満がお盆を片手に扉を開ける。ぶわっと蒸し暑い空気が一瞬流れる。

「いやいや、かまわんでいいんで」

「まあ、やるかって言ってたあたりから用意はしてたんだがな」

そして、そのまま氷の入ったコップに手際よく麦茶を注いでいく満。適当にしてはきちんとしたものが入った菓子入れを真ん中において、二人にコースターを渡す。

「ほんとみっさん準備いいよなぁ」

「なんか恋がうらやましいわ」

満の動きに柚樹と都がしみじみとつぶやく。その言葉にいぶかしげに二人に目線を向ける満。

「おだててもこれ以上何にも出ねえぞ」

「いやいや、本心やて。みっさんって寡黙で近寄りがたいイメージとかあるけどなぁ」

「いいように恋に使われてるようでもったいないなってなぁ」

柚樹の言葉にうんうんとうなづきながら、言葉を返す都。そんな二人の言葉に苦笑いする満。そのまままじめな、しかし少しさみしそうな表情をして言った。

「まあ家のことだから仕方ないんだよな」

そんな空気に飲まれそうになる都と柚樹。
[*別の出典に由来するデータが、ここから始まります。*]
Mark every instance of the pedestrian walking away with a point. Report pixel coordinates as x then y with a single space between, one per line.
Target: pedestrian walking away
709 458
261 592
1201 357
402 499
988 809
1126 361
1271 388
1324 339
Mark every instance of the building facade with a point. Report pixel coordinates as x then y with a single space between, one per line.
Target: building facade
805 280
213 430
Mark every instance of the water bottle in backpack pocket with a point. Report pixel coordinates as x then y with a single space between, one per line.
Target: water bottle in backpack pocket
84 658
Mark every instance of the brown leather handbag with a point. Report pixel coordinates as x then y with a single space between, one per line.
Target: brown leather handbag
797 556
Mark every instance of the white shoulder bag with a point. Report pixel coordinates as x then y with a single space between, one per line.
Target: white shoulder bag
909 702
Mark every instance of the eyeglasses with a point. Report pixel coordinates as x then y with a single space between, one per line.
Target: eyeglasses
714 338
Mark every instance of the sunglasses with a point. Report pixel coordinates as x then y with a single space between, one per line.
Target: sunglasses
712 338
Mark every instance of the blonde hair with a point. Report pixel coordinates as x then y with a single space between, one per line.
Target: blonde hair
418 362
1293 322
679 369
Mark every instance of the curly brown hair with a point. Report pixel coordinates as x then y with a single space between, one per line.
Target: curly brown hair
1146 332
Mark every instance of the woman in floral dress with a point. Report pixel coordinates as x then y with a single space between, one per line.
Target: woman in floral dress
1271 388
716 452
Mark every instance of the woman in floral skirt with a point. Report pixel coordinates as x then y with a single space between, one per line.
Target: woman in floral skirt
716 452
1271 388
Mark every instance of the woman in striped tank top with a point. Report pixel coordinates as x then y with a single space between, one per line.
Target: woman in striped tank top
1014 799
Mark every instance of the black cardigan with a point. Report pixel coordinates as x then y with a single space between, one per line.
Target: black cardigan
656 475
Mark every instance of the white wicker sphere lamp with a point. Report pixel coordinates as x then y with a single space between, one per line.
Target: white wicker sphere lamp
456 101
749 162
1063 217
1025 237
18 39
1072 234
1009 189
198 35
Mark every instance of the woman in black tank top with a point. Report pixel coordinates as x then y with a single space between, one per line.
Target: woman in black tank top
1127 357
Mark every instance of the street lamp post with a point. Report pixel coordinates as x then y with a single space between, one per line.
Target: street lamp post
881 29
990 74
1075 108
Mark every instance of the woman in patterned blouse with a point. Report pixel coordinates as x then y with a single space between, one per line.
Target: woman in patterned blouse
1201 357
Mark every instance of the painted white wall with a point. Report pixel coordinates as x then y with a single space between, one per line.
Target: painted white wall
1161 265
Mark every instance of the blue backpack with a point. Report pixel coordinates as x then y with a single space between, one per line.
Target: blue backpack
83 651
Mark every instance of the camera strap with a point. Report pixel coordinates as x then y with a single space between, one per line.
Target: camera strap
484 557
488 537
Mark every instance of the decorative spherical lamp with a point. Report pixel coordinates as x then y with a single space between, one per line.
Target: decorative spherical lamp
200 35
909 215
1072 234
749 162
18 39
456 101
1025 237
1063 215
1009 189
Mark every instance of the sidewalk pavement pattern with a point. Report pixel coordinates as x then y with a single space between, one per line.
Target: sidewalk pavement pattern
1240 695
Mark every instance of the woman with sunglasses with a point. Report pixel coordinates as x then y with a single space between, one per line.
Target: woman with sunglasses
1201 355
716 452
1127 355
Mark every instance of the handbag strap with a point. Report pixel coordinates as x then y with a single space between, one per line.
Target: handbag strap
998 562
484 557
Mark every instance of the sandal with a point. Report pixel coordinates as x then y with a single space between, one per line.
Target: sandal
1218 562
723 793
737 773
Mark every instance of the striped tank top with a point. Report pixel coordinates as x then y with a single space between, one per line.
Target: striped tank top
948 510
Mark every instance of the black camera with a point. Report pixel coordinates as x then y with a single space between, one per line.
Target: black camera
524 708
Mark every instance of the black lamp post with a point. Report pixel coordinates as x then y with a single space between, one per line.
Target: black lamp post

満ははっとして笑う。

「まあなんだかんだで楽しいからいいんだよ」

そうつぶやいてから照れ隠しのようにそっぽを向く満。それを目を丸くしながら見る二人。しばしの沈黙が流れる。その沈黙に耐えられなくなったのか、思い出したように言葉を発する柚樹。

「そういえば、みっさんと恋っていつからの付き合いなん?」

「確か…、幼稚園のときじゃ…。あ、いやそれ以上前だ。親父についてよく砂野家には遊びに行っていたからな」

それが何かというように言葉を返す満。柚樹は若干口ごもって、それから言葉にする。

「あー、じゃあ恋愛感情とかはないんやな」

「…どうしてそうなるんだ」

「いや、幼馴染って結構ベタやろ」

「あいつのわがままなとこしか見てないからな。そんな気も起きないわ」

半ば呆れたように言う満。納得したように頷く柚樹。そんな二人をニコニコしながら見る都。

「はいはい、もうそろそろ休憩終わり」

いたたまれなくなったのか、満が無理やり話を切る。そして、シャーペンを持ち出してノートを広げる。

「さっさと終わらせてしまおうぜ。下手したら、また課題写させてって言われかねないからな」

「絶対誰かに言われる気がするよ…」

「まあ終わらせるに越したことはないな」


 そうしてまた、夏の一室にシャーペンの音が響いていた。